Nel gennaio del 1392 si giunse così alla pace che segnò però un insuccesso per il Visconti, in quanto egli fu costretto a restituire Padova al Carrarese. Ma la sua attività politica e diplomatica continuò senza sosta in direzione del Piemonte, dell'Emilia e di Genova. Già nel 1390 si era legato alla corona francese dando la propria figlia Valentina in sposa a Luigi d'Orléans, fratello del re Carlo VI, con Asti per dote. Il 1 maggio 1395 Venceslao concedeva a Gian Galeazzo il titolo di duca di Milano per 100.000 fiorini; l'anno dopo lo investiva della contea di Pavia e nel 1397 lo creava duca di Lombardia: era la solenne investitura, da lui lungamente desiderata.

Ben presto però la lotta contro Firenze riprese accanita. La città toscana seppe abilmente stringere una lega con il re di Francia, Carlo VI, con il Gonzaga, con Francesco Novello, con l'Estense, con Bologna. Nel luglio 1397 le truppe milanesi entrarono nel territorio mantovano, ma sulle prime furono sconfitte a Governolo (28 agosto) e solo più tardi riuscirono a volgere in fuga il nemico a Borgoforte. Una tregua, pose per il momento termine a questa guerra. Ma Firenze rimaneva la nemica irriducibile del Visconti, tanto più che questi le andava suscitando contro sempre nuovi nemici nella stessa Toscana e nell'Umbria, dove Siena, Pisa, Perugia e Assisi riconoscevano il suo dominio. A questo accerchiamento Firenze cercò di sfuggire mediante un'altra lega, in cui entrarono il Carrarese e il nuovo imperatore, Roberto di Baviera (essendo stato Venceslao deposto per aver ceduto i diritti sul ducato di Milano).
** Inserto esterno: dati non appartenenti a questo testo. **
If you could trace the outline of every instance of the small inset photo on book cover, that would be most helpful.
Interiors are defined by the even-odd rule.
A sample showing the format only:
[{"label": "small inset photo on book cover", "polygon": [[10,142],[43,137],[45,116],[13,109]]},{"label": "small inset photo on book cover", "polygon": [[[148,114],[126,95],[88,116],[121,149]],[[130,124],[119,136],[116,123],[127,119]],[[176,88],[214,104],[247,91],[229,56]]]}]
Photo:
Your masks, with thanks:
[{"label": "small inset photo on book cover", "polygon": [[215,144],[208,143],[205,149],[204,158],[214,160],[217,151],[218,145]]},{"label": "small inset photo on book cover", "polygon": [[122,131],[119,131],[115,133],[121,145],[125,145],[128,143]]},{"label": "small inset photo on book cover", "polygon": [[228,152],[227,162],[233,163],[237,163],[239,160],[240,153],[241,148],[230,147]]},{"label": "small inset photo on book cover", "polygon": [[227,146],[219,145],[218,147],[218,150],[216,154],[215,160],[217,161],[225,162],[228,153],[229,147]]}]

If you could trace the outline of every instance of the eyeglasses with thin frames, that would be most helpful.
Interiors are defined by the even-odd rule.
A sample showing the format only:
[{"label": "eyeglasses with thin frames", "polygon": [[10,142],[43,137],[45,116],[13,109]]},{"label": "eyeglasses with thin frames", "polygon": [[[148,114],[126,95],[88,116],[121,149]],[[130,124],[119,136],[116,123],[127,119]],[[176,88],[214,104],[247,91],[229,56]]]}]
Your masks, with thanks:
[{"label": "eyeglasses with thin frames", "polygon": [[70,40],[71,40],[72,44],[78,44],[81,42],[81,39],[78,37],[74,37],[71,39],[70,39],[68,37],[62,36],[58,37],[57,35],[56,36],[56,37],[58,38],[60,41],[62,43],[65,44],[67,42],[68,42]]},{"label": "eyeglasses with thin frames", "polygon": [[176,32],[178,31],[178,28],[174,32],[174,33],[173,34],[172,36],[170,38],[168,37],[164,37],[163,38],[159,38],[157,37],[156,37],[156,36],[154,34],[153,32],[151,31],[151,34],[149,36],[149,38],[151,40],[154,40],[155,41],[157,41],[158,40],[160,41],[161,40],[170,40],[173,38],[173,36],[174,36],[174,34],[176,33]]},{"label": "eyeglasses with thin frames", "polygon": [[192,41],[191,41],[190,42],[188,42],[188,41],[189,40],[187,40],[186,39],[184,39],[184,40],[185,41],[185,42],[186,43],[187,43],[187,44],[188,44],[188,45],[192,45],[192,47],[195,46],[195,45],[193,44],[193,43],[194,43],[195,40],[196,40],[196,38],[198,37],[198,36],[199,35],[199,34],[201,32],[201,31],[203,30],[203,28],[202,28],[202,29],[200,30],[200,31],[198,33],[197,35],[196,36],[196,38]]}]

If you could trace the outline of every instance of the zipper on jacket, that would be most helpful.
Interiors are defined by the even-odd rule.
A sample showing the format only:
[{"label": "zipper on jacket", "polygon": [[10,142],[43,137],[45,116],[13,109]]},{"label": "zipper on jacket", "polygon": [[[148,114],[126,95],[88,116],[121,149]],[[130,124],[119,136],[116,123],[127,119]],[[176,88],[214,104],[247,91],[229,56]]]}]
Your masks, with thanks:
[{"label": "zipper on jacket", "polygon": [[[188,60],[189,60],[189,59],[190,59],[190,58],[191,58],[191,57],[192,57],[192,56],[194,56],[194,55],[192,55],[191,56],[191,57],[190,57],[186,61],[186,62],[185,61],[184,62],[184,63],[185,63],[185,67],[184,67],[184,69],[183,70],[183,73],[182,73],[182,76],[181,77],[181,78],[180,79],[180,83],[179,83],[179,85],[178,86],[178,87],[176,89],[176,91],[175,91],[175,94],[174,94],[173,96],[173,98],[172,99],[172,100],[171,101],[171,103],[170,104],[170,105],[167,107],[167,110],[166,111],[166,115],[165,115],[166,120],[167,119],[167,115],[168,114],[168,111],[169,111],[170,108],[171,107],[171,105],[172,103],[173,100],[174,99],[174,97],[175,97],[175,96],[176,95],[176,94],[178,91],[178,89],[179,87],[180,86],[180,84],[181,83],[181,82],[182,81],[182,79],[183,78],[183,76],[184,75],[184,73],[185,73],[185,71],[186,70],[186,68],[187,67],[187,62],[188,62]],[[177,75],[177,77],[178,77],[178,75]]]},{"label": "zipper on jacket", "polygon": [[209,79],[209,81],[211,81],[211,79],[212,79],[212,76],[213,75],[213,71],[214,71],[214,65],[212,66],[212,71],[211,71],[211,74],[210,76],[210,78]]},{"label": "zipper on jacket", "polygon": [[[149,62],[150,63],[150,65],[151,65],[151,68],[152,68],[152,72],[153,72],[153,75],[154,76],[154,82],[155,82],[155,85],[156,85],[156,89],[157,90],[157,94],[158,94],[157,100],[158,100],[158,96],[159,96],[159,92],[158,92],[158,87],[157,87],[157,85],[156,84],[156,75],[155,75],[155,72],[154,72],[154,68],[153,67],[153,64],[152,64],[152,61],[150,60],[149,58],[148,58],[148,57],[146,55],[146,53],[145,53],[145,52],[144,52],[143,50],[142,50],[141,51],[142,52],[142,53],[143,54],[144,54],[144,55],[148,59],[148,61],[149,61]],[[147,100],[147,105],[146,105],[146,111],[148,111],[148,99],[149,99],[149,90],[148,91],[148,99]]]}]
Anche questa volta però Gian Galeazzo seppe superare ogni pericolo e le sue truppe sconfissero a Brescia, in una memorabile battaglia, i tedeschi di Roberto 24 ottobre 1401). Poi il duca di Milano proseguì instancabile contro il suo più importante nemico, cioè contro Firenze, e il 28 giugno 1402, dopo avere sconfitto le milizie della lega, entrava in Bologna. L'ultima difesa per la città toscana era crollata e questa aspettava con timore l'assalto, ma Gian Galeazzo moriva. La sua fine sembrava disperdere i risultati della sua tenace politica e quasi nulla rimaneva in breve di ciò che la sua alta ambizione aveva creato.